Re: Lua interpreter and Lua files encoding
[
Date Prev][
Date Next][
Thread Prev][
Thread Next]
[
Date Index]
[
Thread Index]
- Subject: Re: Lua interpreter and Lua files encoding
- From: Peter Odding <peter@...>
- Date: 2011年1月06日 11:45:43 +0100
Anyway, is this only an implementation artifact? Or is something that
will last? In this latter case a mention in the reference manual could
be useful, since utf8 is very common nowadays and generating utf8 files
using Lua, _without specialized libraries_ and without the hassle of
encoding literals with escape sequence, is really a useful!
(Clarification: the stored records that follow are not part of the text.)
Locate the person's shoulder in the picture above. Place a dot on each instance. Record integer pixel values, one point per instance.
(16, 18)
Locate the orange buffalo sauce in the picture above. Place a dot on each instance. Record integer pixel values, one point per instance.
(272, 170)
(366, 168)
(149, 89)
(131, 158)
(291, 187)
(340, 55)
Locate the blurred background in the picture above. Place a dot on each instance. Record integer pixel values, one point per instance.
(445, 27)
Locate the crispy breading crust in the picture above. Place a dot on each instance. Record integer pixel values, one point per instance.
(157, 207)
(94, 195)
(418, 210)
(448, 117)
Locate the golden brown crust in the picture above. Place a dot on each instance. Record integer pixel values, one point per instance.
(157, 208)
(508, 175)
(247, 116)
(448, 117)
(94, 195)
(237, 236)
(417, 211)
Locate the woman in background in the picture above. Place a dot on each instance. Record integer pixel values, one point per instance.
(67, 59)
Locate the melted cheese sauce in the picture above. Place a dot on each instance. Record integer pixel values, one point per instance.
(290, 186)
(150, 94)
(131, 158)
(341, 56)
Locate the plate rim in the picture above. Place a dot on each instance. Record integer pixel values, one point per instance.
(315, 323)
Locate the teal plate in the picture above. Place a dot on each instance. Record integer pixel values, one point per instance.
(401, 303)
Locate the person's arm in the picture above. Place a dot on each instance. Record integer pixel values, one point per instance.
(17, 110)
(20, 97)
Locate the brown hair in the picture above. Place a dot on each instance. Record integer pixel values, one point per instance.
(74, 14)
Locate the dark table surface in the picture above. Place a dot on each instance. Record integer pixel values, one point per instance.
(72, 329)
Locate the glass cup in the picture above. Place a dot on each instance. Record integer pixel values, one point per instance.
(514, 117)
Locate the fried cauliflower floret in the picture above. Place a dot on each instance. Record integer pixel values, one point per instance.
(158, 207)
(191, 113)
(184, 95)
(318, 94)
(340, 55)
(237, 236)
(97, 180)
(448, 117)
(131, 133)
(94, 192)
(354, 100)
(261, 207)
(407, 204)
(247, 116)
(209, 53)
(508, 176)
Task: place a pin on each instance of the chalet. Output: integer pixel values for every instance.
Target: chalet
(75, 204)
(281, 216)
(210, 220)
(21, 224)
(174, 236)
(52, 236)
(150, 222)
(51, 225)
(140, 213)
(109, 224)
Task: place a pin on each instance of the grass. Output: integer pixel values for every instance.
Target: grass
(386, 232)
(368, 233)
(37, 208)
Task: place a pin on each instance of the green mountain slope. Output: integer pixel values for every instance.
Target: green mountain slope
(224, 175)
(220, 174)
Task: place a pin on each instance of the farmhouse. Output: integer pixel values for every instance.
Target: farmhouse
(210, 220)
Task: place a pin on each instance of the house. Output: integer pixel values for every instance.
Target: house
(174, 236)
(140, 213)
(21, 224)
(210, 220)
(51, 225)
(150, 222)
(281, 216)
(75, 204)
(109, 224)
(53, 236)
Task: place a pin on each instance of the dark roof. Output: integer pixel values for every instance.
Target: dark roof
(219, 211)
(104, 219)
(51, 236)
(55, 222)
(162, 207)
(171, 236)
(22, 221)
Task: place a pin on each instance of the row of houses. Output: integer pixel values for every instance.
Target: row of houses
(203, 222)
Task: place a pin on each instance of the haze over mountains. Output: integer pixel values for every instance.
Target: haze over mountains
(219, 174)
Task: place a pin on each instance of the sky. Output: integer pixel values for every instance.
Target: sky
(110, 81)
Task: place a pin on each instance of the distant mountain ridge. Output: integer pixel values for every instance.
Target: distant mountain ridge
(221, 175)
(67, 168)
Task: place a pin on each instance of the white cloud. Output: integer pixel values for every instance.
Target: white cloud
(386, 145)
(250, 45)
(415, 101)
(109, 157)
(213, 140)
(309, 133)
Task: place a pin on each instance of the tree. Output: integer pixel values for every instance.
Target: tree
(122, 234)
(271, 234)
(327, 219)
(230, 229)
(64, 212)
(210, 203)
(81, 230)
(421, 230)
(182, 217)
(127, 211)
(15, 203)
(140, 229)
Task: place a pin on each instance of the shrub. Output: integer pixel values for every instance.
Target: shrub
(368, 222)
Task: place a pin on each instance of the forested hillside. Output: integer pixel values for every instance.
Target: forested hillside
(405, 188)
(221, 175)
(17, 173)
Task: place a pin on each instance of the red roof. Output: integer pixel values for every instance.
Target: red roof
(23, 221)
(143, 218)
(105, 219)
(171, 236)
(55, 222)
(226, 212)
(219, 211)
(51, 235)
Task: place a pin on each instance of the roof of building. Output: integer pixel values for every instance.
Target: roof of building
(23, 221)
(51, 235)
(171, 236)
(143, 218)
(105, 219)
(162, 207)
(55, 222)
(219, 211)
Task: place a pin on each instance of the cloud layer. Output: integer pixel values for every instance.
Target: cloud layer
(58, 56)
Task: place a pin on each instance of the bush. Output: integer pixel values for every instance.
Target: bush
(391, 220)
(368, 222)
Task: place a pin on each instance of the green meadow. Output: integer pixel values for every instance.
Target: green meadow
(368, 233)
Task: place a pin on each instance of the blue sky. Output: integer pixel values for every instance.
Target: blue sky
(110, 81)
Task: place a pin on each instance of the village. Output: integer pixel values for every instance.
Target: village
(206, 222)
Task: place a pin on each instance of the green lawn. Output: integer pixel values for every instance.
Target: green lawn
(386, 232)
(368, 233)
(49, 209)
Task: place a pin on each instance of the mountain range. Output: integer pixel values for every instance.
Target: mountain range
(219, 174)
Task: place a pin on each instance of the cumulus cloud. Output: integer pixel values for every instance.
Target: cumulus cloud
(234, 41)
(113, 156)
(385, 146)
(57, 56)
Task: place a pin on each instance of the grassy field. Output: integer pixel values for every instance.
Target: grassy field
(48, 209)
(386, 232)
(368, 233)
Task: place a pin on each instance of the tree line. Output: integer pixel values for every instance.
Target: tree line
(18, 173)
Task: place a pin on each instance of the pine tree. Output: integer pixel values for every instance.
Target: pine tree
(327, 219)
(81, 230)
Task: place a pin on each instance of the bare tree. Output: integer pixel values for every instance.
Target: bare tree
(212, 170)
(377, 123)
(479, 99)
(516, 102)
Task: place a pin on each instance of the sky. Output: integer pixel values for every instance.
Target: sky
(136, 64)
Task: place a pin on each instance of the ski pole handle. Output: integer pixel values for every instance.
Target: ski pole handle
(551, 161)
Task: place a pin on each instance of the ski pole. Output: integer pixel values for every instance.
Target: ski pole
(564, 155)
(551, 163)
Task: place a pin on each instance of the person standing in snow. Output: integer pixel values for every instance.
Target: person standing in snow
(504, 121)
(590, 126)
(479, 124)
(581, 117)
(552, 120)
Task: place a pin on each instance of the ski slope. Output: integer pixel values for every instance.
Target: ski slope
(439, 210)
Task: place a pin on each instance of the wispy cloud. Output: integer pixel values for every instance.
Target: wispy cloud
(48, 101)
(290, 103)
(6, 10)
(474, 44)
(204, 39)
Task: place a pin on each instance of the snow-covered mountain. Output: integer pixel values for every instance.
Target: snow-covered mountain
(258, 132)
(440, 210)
The Lua 5.1 reference manual defines that "strings in Lua can contain
any 8-bit value" but it doesn't guarantee the same for literal strings
embedded in Lua source code. So if you really want to guarantee
compatibility with different Lua implementations (e.g. LuaJIT, Kahlua,
luaj, Jill, LuaCLR, LuaToCee, the list* goes on for quite a while..)
then it might be wise to encode UTF-8 string literals using escape
sequences. On the other hand, the end of line normalization mentioned
earlier should never corrupt valid UTF-8 sequences because UTF-8 was
specifically designed to be compatible with ASCII.
I don't think the Lua reference manual should mention UTF-8 unless it
will guarantee that string literals with UTF-8 contents are passed
through unharmed. However the writing in the Lua reference manual is
generally quite conservative. I think one of the reasons for this is to
ease the implementation of Lua on a range of platforms with different
characteristics.
- Peter Odding
* http://lua-users.org/wiki/LuaImplementations
PS. Given the above I don't see how you would need "specialized
libraries" to generate Lua source code containing literal strings with
UTF-8 using escape sequences, i.e. the following should suffice to
output such string literals:
function encode_literal(s)
return '"' .. s:gsub('[^A-Za-z0-9 ]', function(c)
return ('\\%d'):format(c:byte())
end) .. '"'
end
print(encode_literal 'Ångström')